On Thursday morning, we were milling around the kitchen, waiting for Grandma to arrive so we could once again head down to Boscobel greeting the droves of grieving friends and family and making our way to the funeral home to prepare arrangements for the departed.

 Coupled with the milling about was the constant chant of “Thatcher, be nice to Mao! Please Thatcher don’t sit on the cat!”  The poor bloated, ridiculously fat thing waddled away slowly, occasionally mewing for mercy as Thatcher squealed with delight.

Finally, Grandma Abby showed up and we gave her the quick run down, that on top of watching a frisky, excited toddler, she would also be playing the Cat Doula role on that day.

As Mao laid on the carpet panting and undoubtedly going into labor, Chasca cut the top off of a box and tossed an old sheet in and so gently plopped the cat in as she began to yowl. It made me feel assured that if we were to have another baby and didn’t make it to the hospital, he could at least make me a nest from old towels and cardboard before running around the house asking me what to do next.

Crunched for time and lacking functioning brain cells, we issued Thatcher a bowl of Cheeto Puffs and a juice box as he sat in his mini lawn chair next to the cat nest and cheered Mao on.

“Bee Bees! Mao BEE BEES! Cheese! Juice!” he continued to chirp, as though life didn’t get much better than junk food for breakfast and watching cat birth.

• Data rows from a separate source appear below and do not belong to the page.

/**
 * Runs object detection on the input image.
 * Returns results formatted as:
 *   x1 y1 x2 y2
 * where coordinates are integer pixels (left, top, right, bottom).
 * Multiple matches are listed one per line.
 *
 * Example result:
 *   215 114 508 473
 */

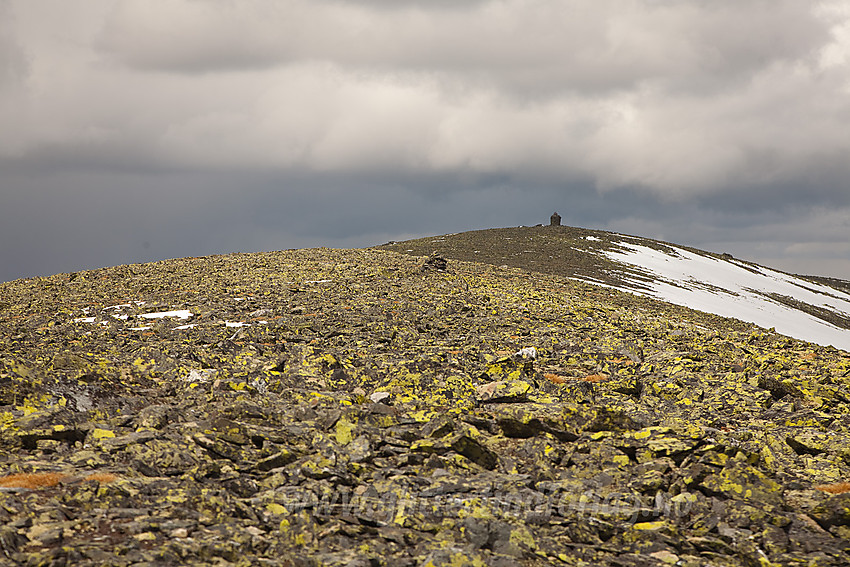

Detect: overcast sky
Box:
0 0 850 281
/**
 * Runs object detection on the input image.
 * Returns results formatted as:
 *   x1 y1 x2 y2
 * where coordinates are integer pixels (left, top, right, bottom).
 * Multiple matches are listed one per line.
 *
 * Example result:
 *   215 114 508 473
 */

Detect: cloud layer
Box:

Grandma Abby hunched over the poor laboring Mao petting her head gently and trying to keep her calm in-between contractions and squeals from the toddler.  We tossed a cloth diaper over her shoulder and walked out the door.

Upon returning home that night Grandma Abby presented us with four cute little kittens. Three of which were completely without tails! Thatcher was so proud.

The next morning, the crazy long-legged toddler jumped out of bed like he normally does and ran to the kitchen and began slamming the cupboards, as he normally does but then finally was quiet. My eyes popped open, “KITTENS!” I exclaimed. Chasca flew out of bed as fast as can be with me on his heels. Thatcher was standing over the empty cardboard nest, holding his hands out looking confused, “bee bees?” he asked.

Distressed we began tearing our house apart, looking in all of the strange places that kittens may be.

At one point of temporary insanity, Chasca accused Lunch of dragging the kittens outside to freeze over night. We were devastated.

Finally, after a lot of following Mao to the toilet or to play in the plants, we gave up thinking certainly the kittens must be gone. I laid Thatcher down for a nap and watched Lunch run out the door. Now, I would never claim to be any kind of cat whisperer nor even very in touch with the feline kind at any capacity but it seemed as though in the peace of the house, Mao was trying to tell me something.

I followed her back into the deepest depths of my closet where a diaper box full of old crib sheets was shoved. Crawling under my hanging wardrobe I could hear the soft mews of what had turned into five baby kittens.  A little all black-tailed fluffy kitten was kneading into the ball with his four other siblings.

Following so much difficulty and devastation that we had experienced in a few short days, finding these five tiny lives that we thought were gone felt like a huge weight being lifted off of our shoulders, at least for a little while.